On July 24th, 2020, the employee texted: “Albertcim just wanted to confirm we are meeting. On the 28th. I have a few important things to go over.”
Albert Behler: “Yes, we do meet. Looking forward. I can do afternoon, say around 4/5 pm ok?”
The employee: “Perfect!! Looking forward to it. Let me know where we can meet. ❤️”
More questions than answers
Paramount said the contract at 60 Wall does not expose it to any meaningful economic impact or risk.
60 Wall is also the only contract between Guardian and Paramount, according to a spokesperson for Paramount. It was not an existing relationship.
It is an odd transaction for the firm’s CEO to personally undertake, given that Paramount barely owns the property.

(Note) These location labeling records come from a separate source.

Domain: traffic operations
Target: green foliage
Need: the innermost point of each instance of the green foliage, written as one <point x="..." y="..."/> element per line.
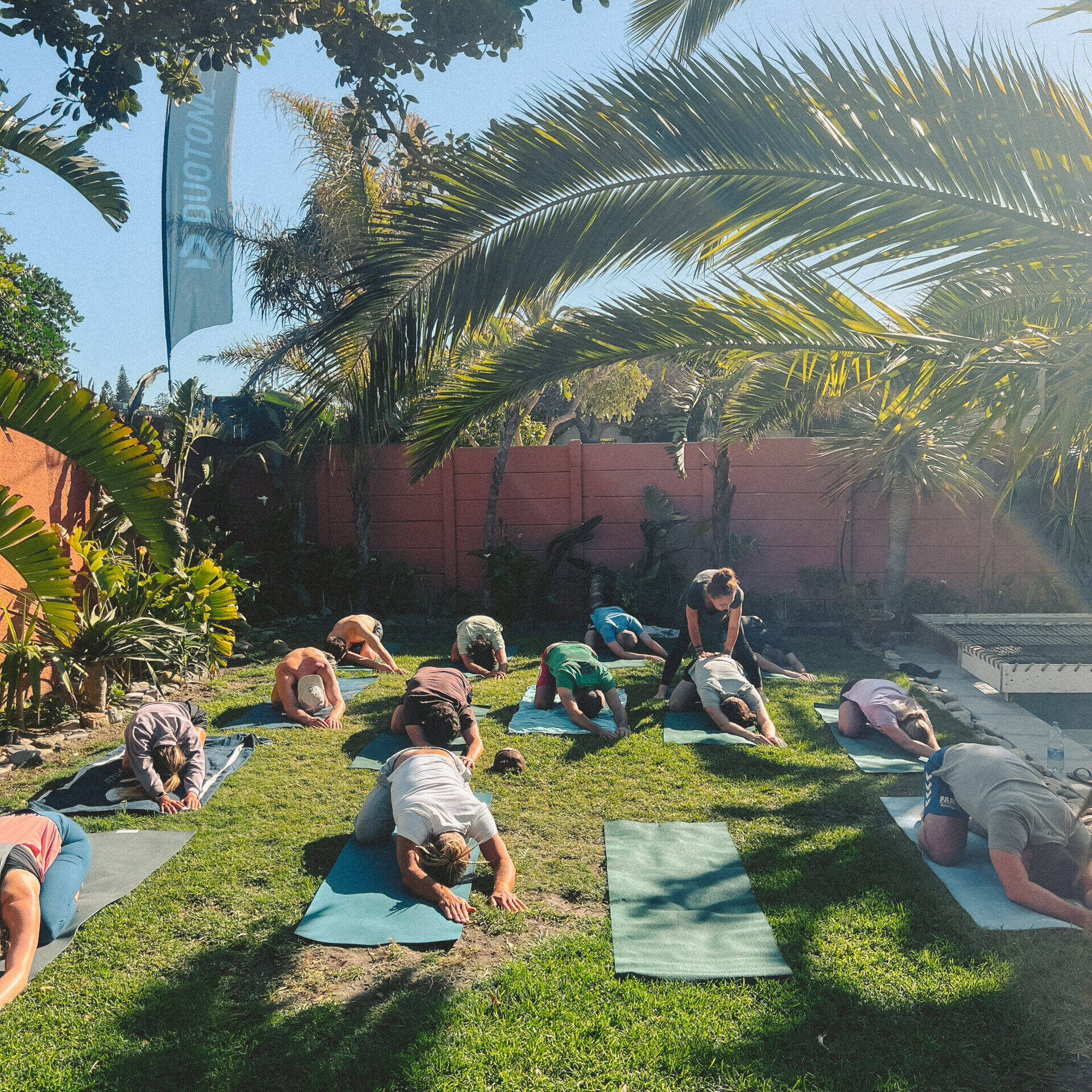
<point x="67" y="160"/>
<point x="36" y="315"/>
<point x="103" y="47"/>
<point x="922" y="595"/>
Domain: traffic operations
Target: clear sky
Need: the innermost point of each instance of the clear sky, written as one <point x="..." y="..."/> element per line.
<point x="115" y="278"/>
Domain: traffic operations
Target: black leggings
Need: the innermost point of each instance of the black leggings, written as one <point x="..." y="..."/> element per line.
<point x="742" y="653"/>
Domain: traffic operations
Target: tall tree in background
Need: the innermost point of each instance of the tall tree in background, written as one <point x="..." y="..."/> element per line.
<point x="303" y="273"/>
<point x="36" y="316"/>
<point x="104" y="45"/>
<point x="123" y="390"/>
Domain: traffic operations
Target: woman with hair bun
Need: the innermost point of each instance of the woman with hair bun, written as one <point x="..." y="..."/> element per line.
<point x="710" y="613"/>
<point x="425" y="793"/>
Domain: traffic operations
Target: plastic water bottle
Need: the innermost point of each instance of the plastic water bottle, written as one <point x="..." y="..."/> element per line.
<point x="1056" y="751"/>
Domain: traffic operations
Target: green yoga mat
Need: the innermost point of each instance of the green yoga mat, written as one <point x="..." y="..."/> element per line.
<point x="973" y="883"/>
<point x="553" y="722"/>
<point x="363" y="901"/>
<point x="682" y="905"/>
<point x="384" y="745"/>
<point x="873" y="752"/>
<point x="697" y="729"/>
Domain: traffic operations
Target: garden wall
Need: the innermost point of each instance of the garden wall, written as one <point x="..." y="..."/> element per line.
<point x="54" y="487"/>
<point x="435" y="523"/>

The Singaporean sovereign wealth fund GIC took on a 95 percent stake in 60 Wall in 2017, and Paramount, which controlled a 5 percent stake, was tasked with managing the property and day-to-day operations. Paramount became the public face of the 47-story tower.
The building, once home to JPMorgan and Deutsche Bank, is now empty and undergoing a $250 million renovation. A spokesperson for GIC directed all inquiries to Paramount. GIC said it is no longer the majority owner of the property. It is unclear whether Paramount disclosed information about the contract with Guardian and Behler’s direct involvement in the deal to the building’s majority owners.
Paramount is now exploring a potential sale of the company as its stock is trading under $7. It hired Bank of America as a financial advisor.
Paramount’s board previously rejected two bids to sell the company, including one in February 2022, at as high as $12 a share. Once private, shareholder concerns and public disclosure will no longer be a concern.